Few American doctors have provided medical care in the occupied Palestinian territories or accompanied residents of Gaza or the West Bank in their daily hardships under Israeli blockade and occupation.

What means then should we use to unite in solidarity with an oppressed people thousands of miles away? We should pay attention to it and let it guide us Palestinian healthcare workers and the foreign colleagues at their side who cared for the sick and wounded at all costs.

While we provide medical care under conditions that would make most doctors in the global North give up, one Doctor in Gaza has even found time to fill the vacuum of ethico-political initiative left by ineffective American doctors and has sued US President Joe Biden for his failure to prevent a spreading genocide and for his active complicity in it.

“We will not abandon our patients and our communities,” Gaza health workers have repeatedly said as their workplaces have been bombed.

Again, we should refuse to give up on them.

If we cannot or do not want to participate in the care of the poorest, our minimal ethical responsibility as physicians who claim to value human life is to do everything we can to protect our colleagues who are living this difficult life , do vital work. As a professional community, we refuse to adhere to even this lowest ethical standard.
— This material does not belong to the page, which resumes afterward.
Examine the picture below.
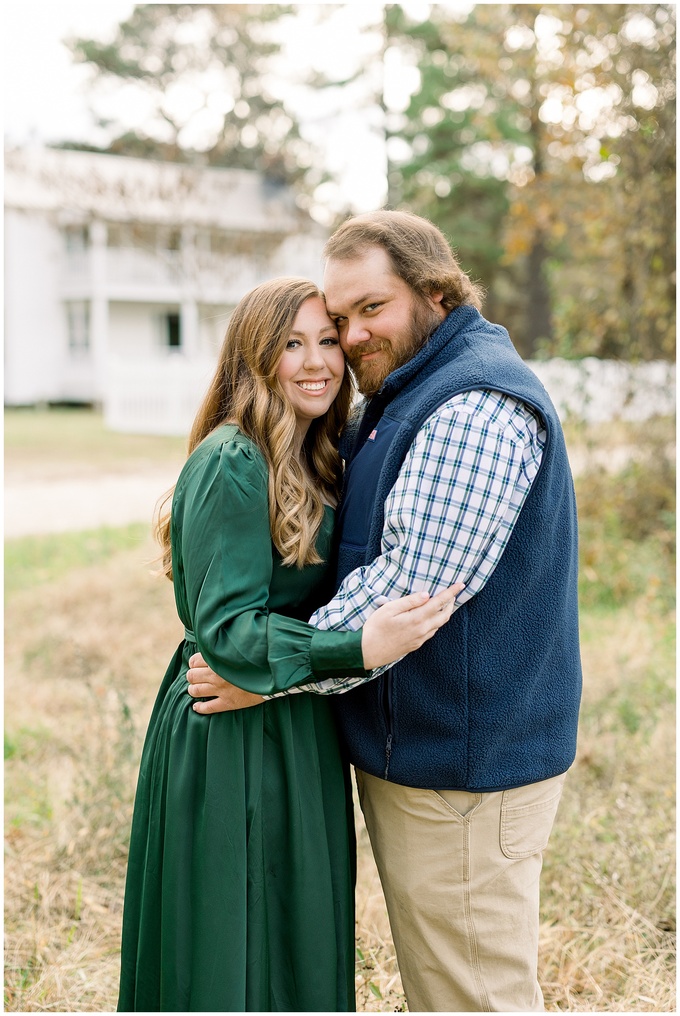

Some will dismiss this call for doctors to reject collaboration and join in action-oriented solidarity with our Palestinian colleagues who risk – and lose – their lives to care for those most in need as “divisive” and lacking “nuance.”

For anyone who is truly interested, the result: soberly presented historical accounts of Zionist settler colonialism Apartheid systemthe chronic destruction of Palestinian public health and nuanced legal appeals to protect Palestinian rights have been made countless times and are readily available.

But as the killings of Palestinian civilians increase by the hundreds every day, we should refuse to nuance or debate avoidable atrocities or allow the fantasy of a middle ground for those who wish to refrain from “taking sides.”

There is no possible justification for what the Israeli and US governments have done in Gaza. The only ethical position for doctors – or anyone else – is to demand a permanent ceasefire, an immediate end to ethnic cleansing in both Gaza and the West Bank, and the dismantling of the apartheid system that has provided for a never-ending stream of both ongoing and… selective violence.

In the face of genocide, it is a fundamental ethical duty to draw boundaries and compel decisive action, regardless of who it offends and what the personal or professional costs are.

The views expressed in this article are the author’s own and do not necessarily reflect the editorial stance of Al Jazeera.